ÉLOGE DE L'AMOUR
IN PRAISE OF LOVE

Writer/Director: Jean-Luc Godard

Cast: Edgar: Bruno Putzulu; Elle: Cécile Camp; Grandfather: Jean Davy; Grandmother: Françoise Verny; Eglantine: Audrey Klebaner; Perceval: Jeremy Lippman; Mr. Rosenthal: Claude Baignères.

Running time: 97 minutes
Year of production: 2001
Rating: Not rated (general audience)
Gauge: 16 & 35mm, DVD (b&w & color)

Language: French

Distributor: New Yorker Films


“Is it missing the point to say that the film is, above all, extremely beautiful? Absolutely not, because real beauty--beauty invented rather than, as Godard would say, programmed--is the greatest rarity in cinema today. Even in this film, relatively manicured and packaged for public consumption, Godard still ventures further beyond the standard codes than even the most confrontational of his peers.” Jonathan Romney, The Independent.
Eloge

Edgar is preparing a project on the theme of love which will follow couples of three ages, young, old and adult, through love’s four stages: meeting, passion, separation and reconciliation.

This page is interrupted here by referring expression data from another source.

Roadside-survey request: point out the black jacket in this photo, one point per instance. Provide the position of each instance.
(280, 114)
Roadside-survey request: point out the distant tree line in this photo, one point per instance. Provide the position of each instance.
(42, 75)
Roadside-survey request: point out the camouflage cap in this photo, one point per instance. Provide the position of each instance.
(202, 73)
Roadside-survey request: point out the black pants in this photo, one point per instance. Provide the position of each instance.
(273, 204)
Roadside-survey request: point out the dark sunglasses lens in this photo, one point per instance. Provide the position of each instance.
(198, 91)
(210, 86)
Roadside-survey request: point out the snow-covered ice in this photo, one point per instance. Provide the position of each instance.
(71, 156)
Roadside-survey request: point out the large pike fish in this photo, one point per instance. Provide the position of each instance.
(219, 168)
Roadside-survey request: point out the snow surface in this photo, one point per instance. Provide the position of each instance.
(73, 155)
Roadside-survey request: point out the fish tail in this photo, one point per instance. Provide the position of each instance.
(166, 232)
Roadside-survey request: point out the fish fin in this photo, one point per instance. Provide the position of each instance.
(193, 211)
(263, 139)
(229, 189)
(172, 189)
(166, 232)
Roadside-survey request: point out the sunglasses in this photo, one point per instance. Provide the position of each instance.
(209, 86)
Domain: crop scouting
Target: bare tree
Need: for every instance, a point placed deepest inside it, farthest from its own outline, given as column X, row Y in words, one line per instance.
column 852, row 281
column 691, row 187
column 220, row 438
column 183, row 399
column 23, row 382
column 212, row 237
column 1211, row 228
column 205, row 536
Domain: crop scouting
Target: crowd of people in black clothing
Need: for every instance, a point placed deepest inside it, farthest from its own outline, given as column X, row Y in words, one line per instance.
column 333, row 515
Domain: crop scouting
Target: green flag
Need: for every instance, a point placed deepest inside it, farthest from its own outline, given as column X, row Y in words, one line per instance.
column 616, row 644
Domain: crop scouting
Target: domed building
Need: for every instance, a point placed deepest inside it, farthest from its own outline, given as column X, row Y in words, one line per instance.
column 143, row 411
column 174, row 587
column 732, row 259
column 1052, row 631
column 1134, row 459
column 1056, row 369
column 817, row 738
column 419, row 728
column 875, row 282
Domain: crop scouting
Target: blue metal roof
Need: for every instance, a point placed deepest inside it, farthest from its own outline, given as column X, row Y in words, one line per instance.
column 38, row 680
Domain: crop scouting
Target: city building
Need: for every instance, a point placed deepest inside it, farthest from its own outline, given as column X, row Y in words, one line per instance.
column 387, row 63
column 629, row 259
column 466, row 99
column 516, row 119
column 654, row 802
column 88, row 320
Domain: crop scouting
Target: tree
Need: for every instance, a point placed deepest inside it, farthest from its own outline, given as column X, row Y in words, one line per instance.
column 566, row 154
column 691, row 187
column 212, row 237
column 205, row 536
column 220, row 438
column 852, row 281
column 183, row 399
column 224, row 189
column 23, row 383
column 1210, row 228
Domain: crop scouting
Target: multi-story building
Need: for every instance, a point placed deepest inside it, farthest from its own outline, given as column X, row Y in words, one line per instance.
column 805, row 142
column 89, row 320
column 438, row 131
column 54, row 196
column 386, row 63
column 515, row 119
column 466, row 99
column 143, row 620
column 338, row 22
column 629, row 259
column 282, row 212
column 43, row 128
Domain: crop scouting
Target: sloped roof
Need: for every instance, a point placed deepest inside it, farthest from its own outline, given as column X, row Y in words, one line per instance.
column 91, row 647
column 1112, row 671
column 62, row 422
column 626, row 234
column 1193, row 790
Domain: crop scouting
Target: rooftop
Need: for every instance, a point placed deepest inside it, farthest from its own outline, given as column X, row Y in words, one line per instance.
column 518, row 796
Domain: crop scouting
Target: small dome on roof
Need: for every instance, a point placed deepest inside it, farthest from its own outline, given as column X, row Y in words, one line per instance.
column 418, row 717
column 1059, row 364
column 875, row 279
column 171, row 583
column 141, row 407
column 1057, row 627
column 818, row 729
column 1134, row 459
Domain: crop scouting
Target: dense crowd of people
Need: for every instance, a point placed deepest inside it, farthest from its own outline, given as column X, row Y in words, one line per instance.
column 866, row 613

But Edgar doesn’t yet know what form the project should take--film, play, novel, opera? While auditioning actors, he encounters a woman perfect for a role whom he realizes he has met before, but when he decides to cast her he learns that she has died. The first part of the film is shot in a luminous black-and-white reminiscent of Godard’s work of the 1960’s, and even revisits some of the same locations. In the second part, set two years earlier, Godard uses super-saturated video to convey the sense of a vibrant, still-living past. Here Edgar first encounters the woman he would cast, the grand-daughter of two WWII Resistance veterans who are being approached by a Hollywood studio, headed by Monsieur Spielberg, to sell their story. Americans have no memory of their own, someone suggests, so they steal that of others. Throughout this fragmentary but coherent film Godard scatters maxims and gnomic phrases, sprinkles arresting images, and poses more questions than he attempts to answer. But his provocations attest to his continuing faith in the cinema as an engine of thought and change.